I'm smitten with the idea here of a goofily artificial fiction bleeding into Wanda's reality. 'White Sheik' also offers some splendid slapstick. But the lead male's a dimestore Chaplin, and the movie as a whole becomes a chore to get through. Maybe my final barb is unfair but the actual texture of the picture is shit, I've seen cleaner film from way earlier than '52. Good on Fellini for having fun, though!
3.5 If only Marcello had played the lead... Amazing to see Fellini's love of liminal zones--the beach, streetwalkers, theatre, the church--already so deftly handled. Fortunately, his later films do away with the tedious scenes before entering into this world, and also get rid of unfunny actors like the husband. The White Sheik on his swing is like the statue of Christ hung from the helicopter in LDV. Divine.
Fellini's first solo directorial project is as Woody Allen put it, "The perfect little comedy". I agree completely. This is a small, funny, clean little movie, and Fellini's tiny masterpiece. Every second of this movie belongs where it does. Sure, you can munch on some giant movies like La Dolce Vita, and 8 1/2, but this movie's a little Fellini snack, which shows just what he is capable of, and an underrated gem.

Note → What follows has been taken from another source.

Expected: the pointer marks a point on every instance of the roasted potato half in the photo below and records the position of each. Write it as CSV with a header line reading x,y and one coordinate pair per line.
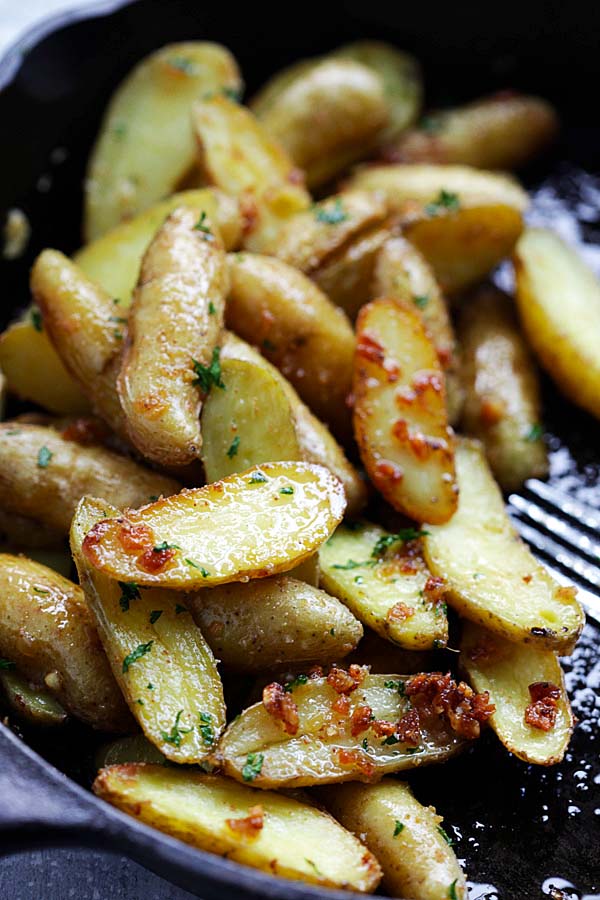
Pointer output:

Fellini is an interesting case because his most "Felliniesque" movies aren't necessarily his best, so many newcomers arrive at his more famous later films and get turned off by the heavy style. You have to go back to lighter, early films like this to clearly see what his work was always really about: an exquisitely heartfelt affection for simple minds—for the juvenile, the lustful, and the naive.